The IMF predicted the improvement would be driven by strong consumption growth, a declining fiscal drag, a pickup in residential investment, and easy financial conditions.

"Risks around this outlook include slowing growth in emerging markets, oil price spikes related to events in Ukraine and Iraq, and earlier-than-expected interest rate rises."

Yet for the medium term, the US economy was expected to level off at just above 2.0 percent for the next several years, "significantly below" the historic average growth rate as activity is weighed down by the effects of an aging population and more modest prospects for productivity growth.

"This makes it critical for the authorities to take immediate steps to raise productivity, encourage innovation, augment human and physical capital, and increase labor force participation," the IMF said.

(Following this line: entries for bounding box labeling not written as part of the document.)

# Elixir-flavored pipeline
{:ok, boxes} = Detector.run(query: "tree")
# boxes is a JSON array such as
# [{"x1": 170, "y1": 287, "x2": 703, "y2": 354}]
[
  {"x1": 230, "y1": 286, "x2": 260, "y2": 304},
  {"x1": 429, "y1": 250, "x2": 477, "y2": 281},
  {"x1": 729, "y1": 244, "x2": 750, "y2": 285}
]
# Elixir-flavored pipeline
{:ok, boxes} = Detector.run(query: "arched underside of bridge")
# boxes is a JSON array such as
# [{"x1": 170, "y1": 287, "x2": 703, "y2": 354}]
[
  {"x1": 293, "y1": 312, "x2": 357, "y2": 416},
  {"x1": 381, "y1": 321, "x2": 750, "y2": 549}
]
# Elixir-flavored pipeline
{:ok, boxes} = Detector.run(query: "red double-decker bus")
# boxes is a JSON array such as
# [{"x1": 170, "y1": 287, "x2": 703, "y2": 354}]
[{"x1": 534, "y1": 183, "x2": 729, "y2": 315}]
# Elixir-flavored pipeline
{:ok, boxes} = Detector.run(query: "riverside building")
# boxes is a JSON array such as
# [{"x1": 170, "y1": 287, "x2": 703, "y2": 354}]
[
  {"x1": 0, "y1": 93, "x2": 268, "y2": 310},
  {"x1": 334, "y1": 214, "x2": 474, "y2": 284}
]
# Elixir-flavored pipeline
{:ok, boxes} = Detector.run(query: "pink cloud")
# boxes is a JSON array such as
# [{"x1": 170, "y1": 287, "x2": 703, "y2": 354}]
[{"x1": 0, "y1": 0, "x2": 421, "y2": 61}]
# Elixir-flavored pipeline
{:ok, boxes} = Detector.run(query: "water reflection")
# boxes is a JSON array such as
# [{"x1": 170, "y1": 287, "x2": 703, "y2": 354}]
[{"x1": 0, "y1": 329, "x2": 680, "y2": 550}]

While welcoming a drop in unemployment rate, with the jobless rate falling to 6.1 percent in June from 7.5 percent a year earlier, the IMF expressed concern about the high level of poverty in the US.

It said that recent growth since the severe 2008-2009 crisis has left millions of Americans behind, with the latest US government data pointing to almost 50 million Americans living in poverty and the poverty rate stuck above 15 percent.

To combat rising poverty, the IMF recommended an expansion of the Earned Income Tax Credit and an increase in the federal minimum wage of $7.25 per hour.

The IMF called for a "long overdue" reform of the tax system to boost potential growth, including a reduction in the federal corporate tax rate, which at 35 percent is the highest among the other 33 industrialized countries in the Organisation for Economic Cooperation and Development.

"Given the substantial slack in the economy, there is a strong case to provide continued policy support to the recovery" that is aimed at reducing poverty and encouraging longer-term growth, it said.

The IMF said that President Barack Obama's fiscal year 2015 budget offers "various valuable steps that would move toward such a policy mix."

Those proposed steps include health-care savings, immigration reform, and measures that limit tax deductions and exclusions for higher earners, the Washington-based institution said.

The Federal Reserve's planned exit from its extraordinarily accommodative monetary policy must be carefully managed to avoid damaging spillover effects on the US and global economies, the Fund reiterated.

The IMF suggested the impending rise in the Fed's key federal funds rate, which has been stuck near zero since 2008 and is expected in mid-2015 by central bank officials, could be pushed back.

With expectations that inflationary pressures will remain muted and full employment only slowly achieved, the Federal Reserve has "some scope for policy rates to stay at zero for longer while still keeping inflation under two percent."

To increase transparency, the IMF recommended that Fed Chair Janet Yellen hold a press conference after each meeting of the policy-setting Federal Open Market Committee.